Uma das justificações apresentadas para a existência da escolaridade obrigatória é a seguinte: é do interesse da sociedade evitar que se formem sociedades paralelas baseadas em convicções filosóficas alternativas e integrar as minorias na sociedade (fonte fraquinha, mas é o que há) . Soa bem, não soa?

Talvez soe. Mas a verdade é que se trata de uma desculpa patética. A expressão sociedades paralelas não tem significado, pois todos os grupos de pessoas interagem uns com os outros, inevitavelmente; para além de que o termo "paralelo" tem uma conotação marcadamente (e injustificadamente) negativa, como em "economia paralela".

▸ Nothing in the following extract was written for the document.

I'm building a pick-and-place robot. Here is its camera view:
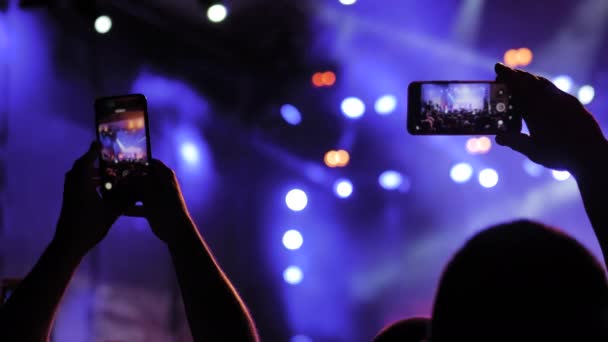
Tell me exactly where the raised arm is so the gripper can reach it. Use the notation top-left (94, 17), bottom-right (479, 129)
top-left (496, 64), bottom-right (608, 263)
top-left (143, 161), bottom-right (258, 341)
top-left (0, 145), bottom-right (119, 342)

Depois, é notória a intolerância demonstrada pelo autor desta frase, ao classificar todas as convicções minoritárias como perigosas. Este tipo de pensamento era bastante comum em membros do Partido Nazi. E eu que pensava que já estava extinto.

Por fim, a "integração" mencionada cheira a esturro. Quando o autor da frase se refere às minorias de uma forma tão negativa, é impossível ter confiança nele. Penso que um termo mais adequado seria "lavagem ao cérebro".

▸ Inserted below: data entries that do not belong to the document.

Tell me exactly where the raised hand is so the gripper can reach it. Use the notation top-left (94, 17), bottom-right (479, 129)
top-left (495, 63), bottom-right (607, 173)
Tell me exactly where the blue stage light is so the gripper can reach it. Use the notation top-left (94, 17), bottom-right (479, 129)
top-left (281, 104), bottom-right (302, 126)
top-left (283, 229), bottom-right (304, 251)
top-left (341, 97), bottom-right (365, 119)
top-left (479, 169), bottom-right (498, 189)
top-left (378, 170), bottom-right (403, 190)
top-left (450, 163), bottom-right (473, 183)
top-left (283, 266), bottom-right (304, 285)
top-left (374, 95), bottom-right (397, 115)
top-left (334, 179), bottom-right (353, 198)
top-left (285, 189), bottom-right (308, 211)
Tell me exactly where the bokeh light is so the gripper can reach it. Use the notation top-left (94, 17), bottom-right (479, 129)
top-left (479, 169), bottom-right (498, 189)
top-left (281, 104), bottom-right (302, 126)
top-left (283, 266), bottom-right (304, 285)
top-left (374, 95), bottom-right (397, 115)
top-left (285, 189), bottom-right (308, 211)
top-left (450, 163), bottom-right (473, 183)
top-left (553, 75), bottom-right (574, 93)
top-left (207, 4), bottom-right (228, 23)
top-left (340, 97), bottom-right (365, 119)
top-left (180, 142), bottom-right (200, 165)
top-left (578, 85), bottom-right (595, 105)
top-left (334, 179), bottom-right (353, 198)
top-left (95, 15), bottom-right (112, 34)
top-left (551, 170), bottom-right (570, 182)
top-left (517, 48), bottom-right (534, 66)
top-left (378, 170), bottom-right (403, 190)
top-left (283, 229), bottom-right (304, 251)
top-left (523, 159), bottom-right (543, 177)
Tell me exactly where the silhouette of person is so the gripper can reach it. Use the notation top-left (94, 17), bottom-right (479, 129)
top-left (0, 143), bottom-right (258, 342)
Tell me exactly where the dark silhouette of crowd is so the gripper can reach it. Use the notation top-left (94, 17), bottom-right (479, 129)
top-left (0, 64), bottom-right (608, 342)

Mencionei atrás que a escola desperdiça muito do tempo daqueles que a frequentam. Isto seria praticamente irrelevante, não fosse a escolaridade obrigatória. Graças a esta, todos os jovens a partir dos 6 anos vêem o seu precioso tempo (e o tempo da juventude é particularmente precioso) gasto da forma mais fútil possível, durante um tempo variável que, hoje, é de 9 anos em Portugal. De facto, dado que a escola exige que o aluno se encontre no seu terreno durante muitas horas por dia, a escolaridade obrigatória assemelha-se a uma sentença prisional em part-time.

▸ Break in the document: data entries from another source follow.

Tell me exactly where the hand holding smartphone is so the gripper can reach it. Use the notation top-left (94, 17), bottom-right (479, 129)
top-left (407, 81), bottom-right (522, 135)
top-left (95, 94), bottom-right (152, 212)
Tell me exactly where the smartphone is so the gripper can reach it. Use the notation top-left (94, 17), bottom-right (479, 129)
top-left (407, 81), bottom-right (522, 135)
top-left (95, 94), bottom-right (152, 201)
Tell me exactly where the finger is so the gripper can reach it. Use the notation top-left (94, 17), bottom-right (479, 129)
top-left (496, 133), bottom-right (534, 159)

Quase uma década gasta em vão.

Infelizmente, as crianças que entram na escola não têm, geralmente, a capacidade de se aperceberem desta situação. Quando o conseguem fazer (se chegam a fazê-lo, o que é raro), tipicamente, já os estragos são monumentais.


Outra justificação utilizada para a escolaridade obrigatória é a seguinte: o jovem tem o dever de aprender e nada mais. Nada mais errado. A aprendizagem e a educação não devem excluir tudo o resto, sob quaisquer circunstâncias - pois toda a aprendizagem do mundo é inútil se não puder ser utilizada!


Apesar de tudo o que já disse, o que mais me indigna na escolaridade obrigatória é o desrespeito atroz perante a liberdade e independência dos jovens (e que é patente em muitas outras leis). O jovem que queira aprender a sério algo que não esteja coberto num programa escolar, aquele que prefira crescer de outra forma que não a imposta pelo estado, ou, até, aquele que queira trabalhar para ter uma vida independente sem ter que esperar anos e anos apenas por causa de uma restrição arbitrária (desejo que seria, provavelmente, tomado como absurdo), não tem opções. Está aprisionado, e para libertar-se, ou espera ou toma medidas drásticas.


Desde que penso sobre o assunto que se tornou claro, para mim, que a escolaridade obrigatória está a causar males incontáveis à juventude de Portugal e do mundo. Está a transformar algo nobre, importante e valioso - a educação e a aprendizaem - numa obrigação, numa sobrecarga que deve ser temporária. Quando isto acontece, é sinal de que alguma coisa está muito, muito mal.

Por isso, concluo dizendo que estou horrorizado com esta proposta extensão da escolaridade obrigatória. Já era um problema gravíssimo, e, ainda assim, tenciona-se agravá-lo. E não é só em Portugal.

Temo verdadeiramente pelo futuro da juventude.